The World Is Too Much Star rating: ****
In Britain, global turmoil has traditionally inspired playwrights whose political rites of passage came in the crucible of 1968 to pen state of the nation epics that posthumously attempted to chronicle the recent events that inspired them. For writers who are effectively Thatcher's children, however, the last year has given them a different set of priorities that lean towards the personal while embracing a necessary small is beautiful aesthetic.
So it is with The World Is Too Much, a series of early morning rehearsed readings of new 30-minute miniatures by six writers from The Traverse stable. Inspired in part by the success of the similarly styled Ravenhill For Breakfast season of pieces by Mark Ravenhill a couple of Fringes back, the collective title is taken from William Wordsworth, and duly lays bare a litany of interpersonal frustrations caused by much bigger ills.
Simon Stephens' play, Heaven, finds a young man called Sean at an airport challenged by an older man, Kyle, for dropping litter. From this uneasy introduction the two men find some kind of common ground by way of their solutions to seemingly unsolvable problems. Kyle is no ageing eco-warrior, but is merely protecting his territory. Both men are running away. Sean has left his wife and children behind to find some kind of peace elsewhere, while Kyle appears to have moved into the airport itself. Among the bustle of strangers coming from and going to other places, he can remain anonymous. Kyle's karaoke rendition of the Talking Heads song, also called Heaven, is a gloriously ennui-laden and at times hilarious piece of apposite triumph.
Gentrification: A Conversation With My Neighbour Henry, by Enda Walsh, similarly begins with a deceptively domestic scenario, as two men negotiate their way through what at first appears to be a common or garden neighbourly dispute. Gradually over tea and Jaffa Cakes, a far darker portrait of a world where children are seemingly stolen en masse emerges. While such incidents are familiar from sources such as Andrew O'Hagan's brilliant post Fred West book, The Missing, as well as more recent events, Walsh attempts to get under the skin of a seemingly localised phenomenon.
Rona Munro's piece, The Basement Flat, finds an aspirational couple again at odds with the neighbours. Here, though, Fiona and Stephen have effectively hemmed themselves into what they presumed would be infinite boom years, only to be upended with the unexpected recession. Other forces are at work too.

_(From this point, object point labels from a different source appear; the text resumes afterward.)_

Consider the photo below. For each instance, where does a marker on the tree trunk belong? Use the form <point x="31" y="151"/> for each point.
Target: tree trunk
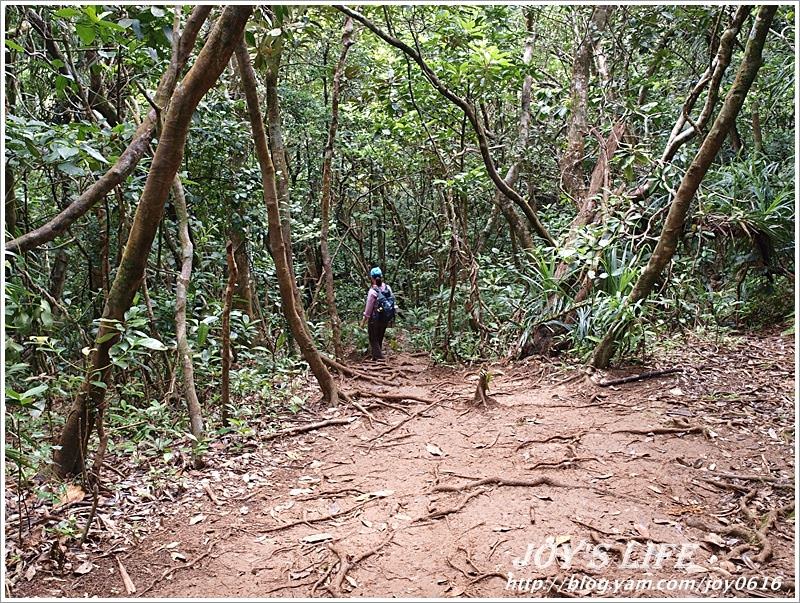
<point x="181" y="289"/>
<point x="10" y="201"/>
<point x="758" y="140"/>
<point x="327" y="267"/>
<point x="209" y="65"/>
<point x="280" y="251"/>
<point x="277" y="147"/>
<point x="58" y="275"/>
<point x="679" y="208"/>
<point x="572" y="159"/>
<point x="469" y="112"/>
<point x="130" y="157"/>
<point x="512" y="175"/>
<point x="227" y="355"/>
<point x="243" y="291"/>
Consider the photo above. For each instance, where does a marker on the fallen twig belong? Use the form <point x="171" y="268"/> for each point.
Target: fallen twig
<point x="502" y="481"/>
<point x="345" y="565"/>
<point x="308" y="427"/>
<point x="450" y="510"/>
<point x="639" y="377"/>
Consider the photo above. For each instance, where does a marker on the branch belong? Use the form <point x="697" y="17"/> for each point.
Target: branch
<point x="129" y="158"/>
<point x="468" y="110"/>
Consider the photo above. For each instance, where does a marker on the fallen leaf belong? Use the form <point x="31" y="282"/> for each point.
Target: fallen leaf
<point x="562" y="538"/>
<point x="377" y="494"/>
<point x="83" y="568"/>
<point x="30" y="573"/>
<point x="434" y="449"/>
<point x="714" y="539"/>
<point x="642" y="529"/>
<point x="73" y="493"/>
<point x="130" y="587"/>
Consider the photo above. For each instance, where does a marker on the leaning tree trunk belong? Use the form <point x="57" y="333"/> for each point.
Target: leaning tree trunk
<point x="130" y="157"/>
<point x="227" y="354"/>
<point x="327" y="267"/>
<point x="181" y="289"/>
<point x="673" y="225"/>
<point x="210" y="63"/>
<point x="571" y="161"/>
<point x="280" y="251"/>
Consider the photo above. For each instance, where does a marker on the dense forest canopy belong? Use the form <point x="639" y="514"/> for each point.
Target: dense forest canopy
<point x="510" y="168"/>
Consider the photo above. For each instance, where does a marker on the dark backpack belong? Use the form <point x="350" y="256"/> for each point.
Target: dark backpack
<point x="384" y="305"/>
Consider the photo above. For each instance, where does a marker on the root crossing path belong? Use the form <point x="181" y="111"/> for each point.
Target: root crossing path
<point x="422" y="492"/>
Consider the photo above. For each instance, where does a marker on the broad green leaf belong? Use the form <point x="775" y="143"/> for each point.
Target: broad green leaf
<point x="152" y="344"/>
<point x="85" y="32"/>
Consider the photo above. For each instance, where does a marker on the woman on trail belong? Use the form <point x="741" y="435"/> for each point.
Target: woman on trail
<point x="378" y="312"/>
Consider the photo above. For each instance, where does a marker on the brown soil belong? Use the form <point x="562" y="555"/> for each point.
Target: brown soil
<point x="723" y="459"/>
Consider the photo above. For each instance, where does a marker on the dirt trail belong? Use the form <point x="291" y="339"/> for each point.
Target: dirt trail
<point x="393" y="521"/>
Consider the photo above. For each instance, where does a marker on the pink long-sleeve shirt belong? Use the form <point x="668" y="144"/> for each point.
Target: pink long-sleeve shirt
<point x="372" y="295"/>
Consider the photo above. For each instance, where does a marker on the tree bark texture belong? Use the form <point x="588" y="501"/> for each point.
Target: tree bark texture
<point x="210" y="63"/>
<point x="280" y="251"/>
<point x="679" y="208"/>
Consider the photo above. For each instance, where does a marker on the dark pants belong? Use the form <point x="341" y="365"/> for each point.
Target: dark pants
<point x="376" y="329"/>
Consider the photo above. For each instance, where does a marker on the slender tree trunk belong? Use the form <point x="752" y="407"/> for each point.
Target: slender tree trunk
<point x="512" y="175"/>
<point x="204" y="73"/>
<point x="327" y="160"/>
<point x="58" y="274"/>
<point x="280" y="251"/>
<point x="130" y="157"/>
<point x="10" y="201"/>
<point x="469" y="112"/>
<point x="181" y="290"/>
<point x="243" y="292"/>
<point x="227" y="354"/>
<point x="679" y="208"/>
<point x="276" y="146"/>
<point x="571" y="161"/>
<point x="758" y="140"/>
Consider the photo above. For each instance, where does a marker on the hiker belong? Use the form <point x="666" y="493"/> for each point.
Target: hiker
<point x="378" y="312"/>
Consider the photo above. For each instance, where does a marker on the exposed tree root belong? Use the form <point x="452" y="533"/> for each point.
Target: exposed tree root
<point x="450" y="510"/>
<point x="307" y="521"/>
<point x="407" y="419"/>
<point x="347" y="371"/>
<point x="307" y="427"/>
<point x="639" y="377"/>
<point x="502" y="481"/>
<point x="748" y="535"/>
<point x="564" y="462"/>
<point x="682" y="427"/>
<point x="345" y="564"/>
<point x="172" y="570"/>
<point x="569" y="437"/>
<point x="481" y="396"/>
<point x="390" y="397"/>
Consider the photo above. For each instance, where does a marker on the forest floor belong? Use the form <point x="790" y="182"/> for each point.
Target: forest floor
<point x="440" y="497"/>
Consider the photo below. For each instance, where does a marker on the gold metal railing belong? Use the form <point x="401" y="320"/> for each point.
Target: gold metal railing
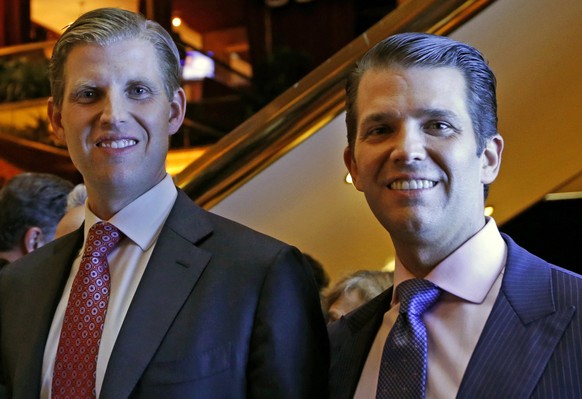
<point x="309" y="105"/>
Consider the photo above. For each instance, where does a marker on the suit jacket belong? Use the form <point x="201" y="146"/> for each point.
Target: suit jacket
<point x="221" y="312"/>
<point x="531" y="344"/>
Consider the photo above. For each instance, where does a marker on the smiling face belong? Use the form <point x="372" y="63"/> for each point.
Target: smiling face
<point x="415" y="158"/>
<point x="116" y="119"/>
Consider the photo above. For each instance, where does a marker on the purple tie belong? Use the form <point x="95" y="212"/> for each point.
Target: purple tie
<point x="76" y="360"/>
<point x="403" y="367"/>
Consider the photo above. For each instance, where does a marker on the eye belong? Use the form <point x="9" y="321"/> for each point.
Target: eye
<point x="439" y="128"/>
<point x="139" y="92"/>
<point x="85" y="95"/>
<point x="377" y="131"/>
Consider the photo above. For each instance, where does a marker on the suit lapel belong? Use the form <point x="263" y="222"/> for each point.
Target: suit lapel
<point x="169" y="278"/>
<point x="523" y="330"/>
<point x="349" y="356"/>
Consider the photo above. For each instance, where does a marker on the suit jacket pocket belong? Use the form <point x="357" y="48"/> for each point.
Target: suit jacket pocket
<point x="193" y="367"/>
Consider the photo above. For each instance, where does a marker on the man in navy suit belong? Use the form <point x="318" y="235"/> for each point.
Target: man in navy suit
<point x="198" y="306"/>
<point x="423" y="147"/>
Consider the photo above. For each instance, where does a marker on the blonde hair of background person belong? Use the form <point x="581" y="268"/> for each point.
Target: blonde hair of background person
<point x="75" y="212"/>
<point x="353" y="291"/>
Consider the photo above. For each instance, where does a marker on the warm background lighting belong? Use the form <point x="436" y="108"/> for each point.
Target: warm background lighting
<point x="348" y="179"/>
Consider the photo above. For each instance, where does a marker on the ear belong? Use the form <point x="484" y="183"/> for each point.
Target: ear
<point x="491" y="159"/>
<point x="33" y="239"/>
<point x="177" y="111"/>
<point x="352" y="166"/>
<point x="55" y="119"/>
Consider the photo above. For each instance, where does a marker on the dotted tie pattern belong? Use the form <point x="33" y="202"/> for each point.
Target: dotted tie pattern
<point x="76" y="360"/>
<point x="403" y="367"/>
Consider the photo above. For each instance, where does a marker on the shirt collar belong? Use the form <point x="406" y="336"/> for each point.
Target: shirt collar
<point x="470" y="271"/>
<point x="156" y="204"/>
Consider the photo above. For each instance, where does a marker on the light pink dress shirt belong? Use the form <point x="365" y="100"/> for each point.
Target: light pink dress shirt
<point x="470" y="279"/>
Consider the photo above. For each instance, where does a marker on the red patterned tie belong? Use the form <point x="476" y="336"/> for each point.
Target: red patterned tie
<point x="76" y="360"/>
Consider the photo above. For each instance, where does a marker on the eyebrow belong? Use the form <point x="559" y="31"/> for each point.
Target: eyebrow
<point x="432" y="113"/>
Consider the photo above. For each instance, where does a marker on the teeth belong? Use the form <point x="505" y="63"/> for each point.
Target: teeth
<point x="412" y="184"/>
<point x="117" y="143"/>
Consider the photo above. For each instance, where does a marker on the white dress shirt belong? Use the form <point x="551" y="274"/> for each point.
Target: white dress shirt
<point x="470" y="279"/>
<point x="141" y="222"/>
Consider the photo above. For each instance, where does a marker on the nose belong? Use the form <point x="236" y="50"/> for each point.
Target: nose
<point x="408" y="145"/>
<point x="114" y="109"/>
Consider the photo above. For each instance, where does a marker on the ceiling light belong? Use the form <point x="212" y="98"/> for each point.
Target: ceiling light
<point x="348" y="179"/>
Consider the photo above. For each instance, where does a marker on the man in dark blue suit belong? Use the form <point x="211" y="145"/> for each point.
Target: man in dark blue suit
<point x="423" y="147"/>
<point x="197" y="306"/>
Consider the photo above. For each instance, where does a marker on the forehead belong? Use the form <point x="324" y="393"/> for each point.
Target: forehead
<point x="122" y="59"/>
<point x="403" y="89"/>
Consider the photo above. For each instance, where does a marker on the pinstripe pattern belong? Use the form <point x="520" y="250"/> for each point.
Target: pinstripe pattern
<point x="531" y="345"/>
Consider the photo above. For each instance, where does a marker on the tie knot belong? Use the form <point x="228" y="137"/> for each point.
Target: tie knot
<point x="101" y="239"/>
<point x="417" y="295"/>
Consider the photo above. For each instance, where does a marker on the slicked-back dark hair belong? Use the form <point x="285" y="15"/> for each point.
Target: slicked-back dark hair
<point x="430" y="51"/>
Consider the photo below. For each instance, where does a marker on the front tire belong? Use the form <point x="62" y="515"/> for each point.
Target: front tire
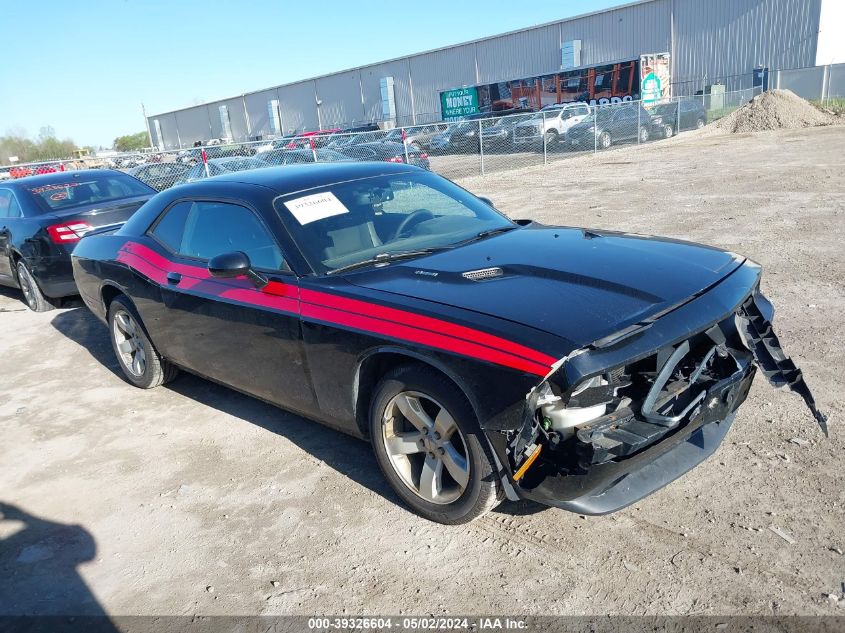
<point x="430" y="447"/>
<point x="139" y="360"/>
<point x="35" y="300"/>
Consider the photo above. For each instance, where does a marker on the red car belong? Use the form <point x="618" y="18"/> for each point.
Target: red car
<point x="305" y="140"/>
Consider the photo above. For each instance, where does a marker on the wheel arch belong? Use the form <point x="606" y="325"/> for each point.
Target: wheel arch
<point x="376" y="362"/>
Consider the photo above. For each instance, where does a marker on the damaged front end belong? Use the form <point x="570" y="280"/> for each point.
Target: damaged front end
<point x="600" y="434"/>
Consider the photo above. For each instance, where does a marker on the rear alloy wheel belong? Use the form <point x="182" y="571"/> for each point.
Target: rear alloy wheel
<point x="139" y="360"/>
<point x="430" y="447"/>
<point x="32" y="295"/>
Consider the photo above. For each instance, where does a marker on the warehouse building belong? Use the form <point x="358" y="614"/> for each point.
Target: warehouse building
<point x="681" y="46"/>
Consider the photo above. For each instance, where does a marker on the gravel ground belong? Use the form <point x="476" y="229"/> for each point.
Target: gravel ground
<point x="196" y="499"/>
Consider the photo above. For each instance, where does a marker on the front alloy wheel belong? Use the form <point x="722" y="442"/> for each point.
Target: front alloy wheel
<point x="129" y="345"/>
<point x="430" y="446"/>
<point x="35" y="300"/>
<point x="425" y="447"/>
<point x="139" y="360"/>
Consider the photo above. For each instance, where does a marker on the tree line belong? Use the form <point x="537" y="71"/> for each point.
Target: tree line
<point x="46" y="146"/>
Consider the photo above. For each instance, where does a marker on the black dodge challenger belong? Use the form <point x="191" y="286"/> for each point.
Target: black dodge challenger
<point x="484" y="358"/>
<point x="43" y="217"/>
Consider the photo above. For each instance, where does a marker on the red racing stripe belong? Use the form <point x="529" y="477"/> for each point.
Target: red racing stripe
<point x="423" y="337"/>
<point x="329" y="308"/>
<point x="424" y="322"/>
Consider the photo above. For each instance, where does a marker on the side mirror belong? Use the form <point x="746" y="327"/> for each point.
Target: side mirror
<point x="235" y="264"/>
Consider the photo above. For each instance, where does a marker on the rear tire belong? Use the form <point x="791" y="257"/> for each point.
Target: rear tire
<point x="140" y="362"/>
<point x="430" y="447"/>
<point x="34" y="299"/>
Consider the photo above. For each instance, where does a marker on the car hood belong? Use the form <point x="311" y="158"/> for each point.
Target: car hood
<point x="578" y="284"/>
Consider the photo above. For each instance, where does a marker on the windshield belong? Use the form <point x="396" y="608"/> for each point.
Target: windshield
<point x="93" y="189"/>
<point x="350" y="222"/>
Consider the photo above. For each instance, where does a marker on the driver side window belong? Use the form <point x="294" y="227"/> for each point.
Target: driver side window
<point x="202" y="230"/>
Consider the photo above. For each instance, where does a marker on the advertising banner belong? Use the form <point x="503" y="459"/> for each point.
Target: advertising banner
<point x="458" y="103"/>
<point x="655" y="81"/>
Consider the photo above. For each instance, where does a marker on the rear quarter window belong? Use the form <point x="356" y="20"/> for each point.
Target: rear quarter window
<point x="168" y="230"/>
<point x="87" y="190"/>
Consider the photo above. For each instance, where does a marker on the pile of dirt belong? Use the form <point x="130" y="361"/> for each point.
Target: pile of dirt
<point x="774" y="110"/>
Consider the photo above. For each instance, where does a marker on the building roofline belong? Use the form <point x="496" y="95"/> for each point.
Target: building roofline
<point x="524" y="29"/>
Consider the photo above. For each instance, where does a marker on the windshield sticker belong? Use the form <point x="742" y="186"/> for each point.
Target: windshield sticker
<point x="315" y="207"/>
<point x="57" y="186"/>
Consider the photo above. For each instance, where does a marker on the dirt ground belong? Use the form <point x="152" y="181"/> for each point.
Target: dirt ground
<point x="196" y="499"/>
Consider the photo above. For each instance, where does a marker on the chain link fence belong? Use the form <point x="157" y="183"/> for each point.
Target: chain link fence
<point x="478" y="145"/>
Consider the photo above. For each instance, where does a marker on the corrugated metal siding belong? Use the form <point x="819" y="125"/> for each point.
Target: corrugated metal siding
<point x="169" y="131"/>
<point x="524" y="54"/>
<point x="620" y="34"/>
<point x="721" y="39"/>
<point x="441" y="70"/>
<point x="836" y="81"/>
<point x="299" y="107"/>
<point x="370" y="78"/>
<point x="341" y="97"/>
<point x="257" y="109"/>
<point x="713" y="38"/>
<point x="194" y="125"/>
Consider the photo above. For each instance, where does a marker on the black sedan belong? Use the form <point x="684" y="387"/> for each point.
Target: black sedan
<point x="685" y="114"/>
<point x="614" y="124"/>
<point x="42" y="218"/>
<point x="483" y="358"/>
<point x="300" y="156"/>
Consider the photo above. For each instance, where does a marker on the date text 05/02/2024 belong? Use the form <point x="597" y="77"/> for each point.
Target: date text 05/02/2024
<point x="415" y="623"/>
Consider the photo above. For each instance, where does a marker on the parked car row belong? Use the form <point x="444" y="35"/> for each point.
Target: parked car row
<point x="559" y="127"/>
<point x="369" y="297"/>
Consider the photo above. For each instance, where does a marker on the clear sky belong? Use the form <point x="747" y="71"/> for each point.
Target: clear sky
<point x="84" y="67"/>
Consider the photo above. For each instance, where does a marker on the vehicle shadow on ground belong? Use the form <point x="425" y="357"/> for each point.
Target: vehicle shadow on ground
<point x="81" y="326"/>
<point x="347" y="455"/>
<point x="39" y="559"/>
<point x="16" y="300"/>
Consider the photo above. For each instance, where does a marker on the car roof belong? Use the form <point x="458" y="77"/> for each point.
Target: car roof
<point x="59" y="177"/>
<point x="294" y="178"/>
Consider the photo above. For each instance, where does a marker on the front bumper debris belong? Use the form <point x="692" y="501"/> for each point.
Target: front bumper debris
<point x="753" y="321"/>
<point x="658" y="415"/>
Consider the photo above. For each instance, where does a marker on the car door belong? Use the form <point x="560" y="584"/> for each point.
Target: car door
<point x="228" y="329"/>
<point x="10" y="212"/>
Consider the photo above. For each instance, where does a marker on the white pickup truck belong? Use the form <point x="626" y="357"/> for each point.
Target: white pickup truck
<point x="550" y="124"/>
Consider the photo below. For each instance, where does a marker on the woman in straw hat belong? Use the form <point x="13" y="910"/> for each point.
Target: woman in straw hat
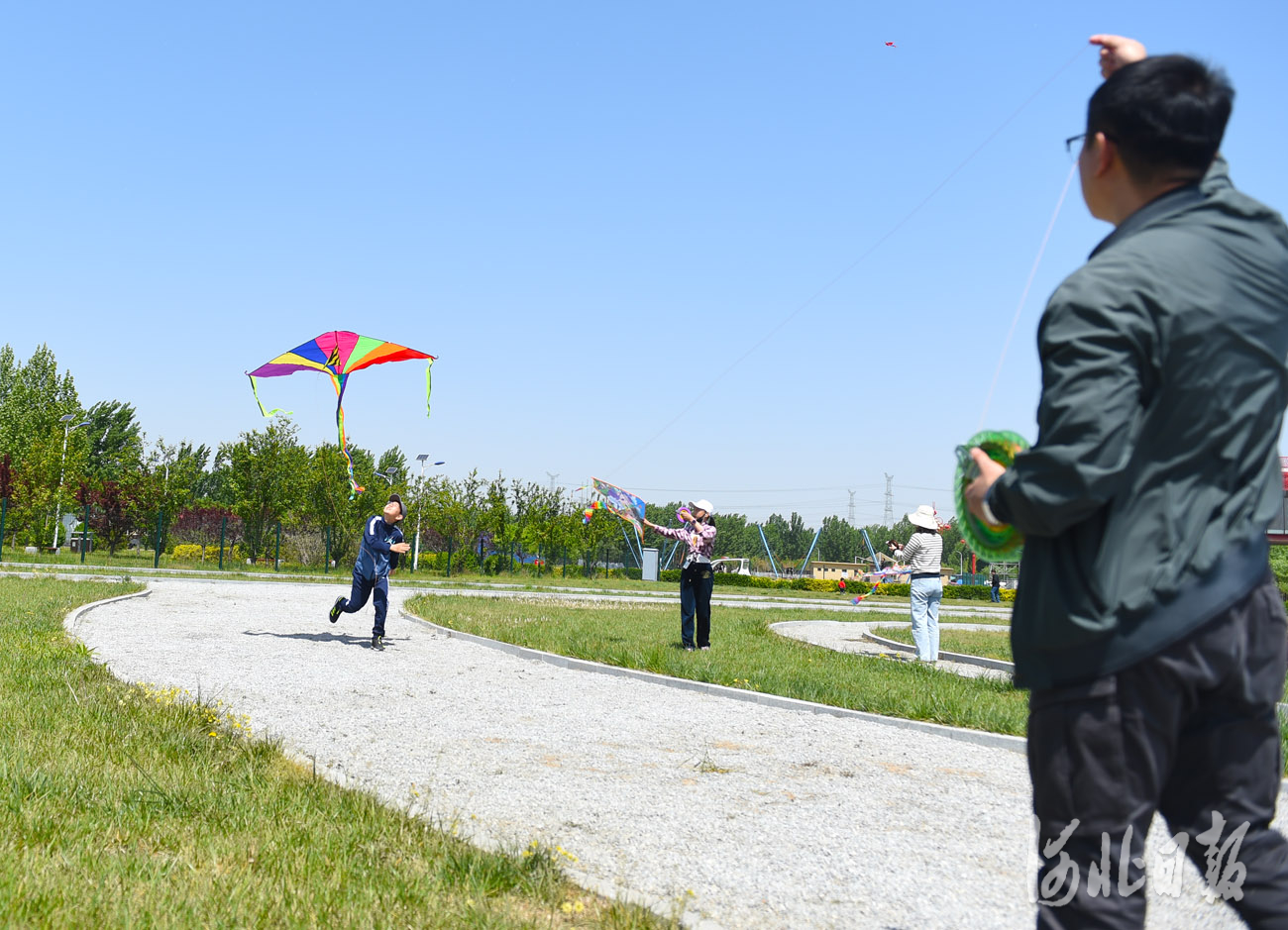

These first three pieces are relatively simple set-ups in which, as with current Traverse hit, Orphans, people have boxed themselves into their own private corners in response to some implied urban nightmare beyond their four walls. David Greig's piece, Brewers Fayre, explores form as well as content in the boldest, most adventurous work on offer.
The audience are first invited to become the play's chorus by way of speaking dialogue projected onto a screen. At first this seems like tricksy novelty in a beautifully realised piece in which all the classic Greig themes of disconnection, communication and attempting to bridge the gulf between people are intact. Through our role as the chorus we meet a young girl who hates the world, a young man who only wants to run and a woman wanting some release from the torpor of her home life with a husband who never leaves it.
Through the powers of internet dating, Greig contrives a flesh and blood meeting in a South Queensferry pub where people seek solace from the Christmas cold. Here the play's interactive nature comes into its own, as we get to sing along to Winter Wonderland by way of the pub's karaoke. By the end, people are talking and the audience participation has become our own release in what resembles the most quietly hopeful of prayers.
Chris Hannan's zappily titled Posthuman Satire Slash Romance may sound like some piece of depraved cyberpunk pulp fiction, but is actually a grim peek into the outer fringes of a celebrity-packed nightclub scene, where VIP room glamour gives legitimacy to a cocaine-fuelled vacuity.
This is no out of time, in-yer-face affair, however, but is wittier and more complex. It is also the closest to a full-length play, and is already being developed further by Shakespeare's Globe.
By the time we get to Zinnie Harris's The Garden, we're back indoors, where a population boom has caused overcrowding and where Mac and Jane are fighting for survival. The couple have lost a child, Mac is trying to get back onto a sub-committee that might just change everything and there's a bump in the lino that turns out to be a living, breathing plant.
If this suggests some kind of new Eden amid the chaos, Mac and Jane are more resigned. In stark contrast to Brewers Fayre, there is precious little hope here.
All six plays are done script in hand, but in mini productions by Cheryl Martin and Roxana Silbert, with Harris and Greig directing their own pieces, all transcending a rough and readiness to give a disparate set of insights into the way we live now.
Heaven, August 23, 29. Gentrification: A Conversation With My Neighbour, August 18, 30. The Basement Flat, August 19, 25. Brewers Fayre, August 20, 26. Posthuman Satire Slash Romance, August 21, 27. The Garden, August 22, 28. All at Traverse Theatre.